An American Four Seasons

Poems inspired by Charles Ives’ A Symphony: New England Holidays


By Claudia Castro Luna (Seattle Civic Poet)

From the onset the guiding principle behind these poems has been that in order to reflect Charles Ives’ musical sentiment — his inclusivity, his insistence incorporating strands of popular music from his childhood and his adult life, his interest in reflecting events happening around him — it was necessary to include a multiplicity of voices in the poetic lines.


The resulting effort includes snippets of overheard conversation and words from participants’ notes, who contributed in the All of Us Belong project. In addition, I use statements, phrases and words from American historical figures and lines from well-known poems and songs. I use italics whenever a voice other than my own enters each poem and list, at the bottom of each, the sources cited. 


Guided by my own understanding of things and by the emotions and thoughts expressed by project participants, these poems work to reflect the rich, varied and difficult experience that being an American entails.


Washington’s Winter


Winter’s taciturn realm asks nothing.

Crowned in hushed browns and somber greens,

it rules by turns with quiet song

then with pummeling winds obeying no one.

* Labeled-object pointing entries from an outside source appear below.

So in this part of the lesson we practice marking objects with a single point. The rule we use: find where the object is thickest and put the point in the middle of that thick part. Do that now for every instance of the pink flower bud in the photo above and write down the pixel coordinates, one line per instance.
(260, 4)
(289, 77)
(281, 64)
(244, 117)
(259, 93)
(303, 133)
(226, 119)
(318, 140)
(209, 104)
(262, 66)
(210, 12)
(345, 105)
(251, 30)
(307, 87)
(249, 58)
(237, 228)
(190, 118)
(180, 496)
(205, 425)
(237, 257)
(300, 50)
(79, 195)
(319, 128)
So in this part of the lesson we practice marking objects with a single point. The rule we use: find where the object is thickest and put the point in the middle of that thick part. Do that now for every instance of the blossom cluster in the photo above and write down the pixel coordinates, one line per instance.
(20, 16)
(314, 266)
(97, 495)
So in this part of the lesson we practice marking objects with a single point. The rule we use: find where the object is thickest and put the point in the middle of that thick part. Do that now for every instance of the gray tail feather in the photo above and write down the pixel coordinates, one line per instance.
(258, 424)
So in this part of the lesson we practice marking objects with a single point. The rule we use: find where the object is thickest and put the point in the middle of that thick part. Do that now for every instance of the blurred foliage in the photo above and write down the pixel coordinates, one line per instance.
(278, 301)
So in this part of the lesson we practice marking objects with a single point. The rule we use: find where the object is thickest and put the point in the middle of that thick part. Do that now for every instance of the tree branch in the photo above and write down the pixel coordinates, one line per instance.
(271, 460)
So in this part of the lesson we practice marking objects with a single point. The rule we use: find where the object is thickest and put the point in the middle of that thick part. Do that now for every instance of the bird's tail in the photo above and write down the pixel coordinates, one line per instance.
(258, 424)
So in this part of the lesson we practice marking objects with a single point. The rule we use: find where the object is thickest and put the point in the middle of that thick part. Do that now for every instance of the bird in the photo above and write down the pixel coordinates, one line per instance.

It will be dark soon everyday for months

Color hibernates, leaving behind

its essence to purr

in everything oblique light touches.

In the hush, it asks us to see, and see again,

to hear the echo of step

over moss covered ground,

to peek into ourselves

and consider roads not taken

and those taken and why.

Winter’s austere architecture

reveals in trees their armature

and in us a chance to behold

the dried reeds edging our heart.

A man named Washington

set for posterity an example

by willingly electing

a shade of retirement

over political might.

Winter winds do whip

the pubic madness of frozen filigree twigs,

but come summer each branch

will blush in apple glow.

Nothing is so simple as it first appears.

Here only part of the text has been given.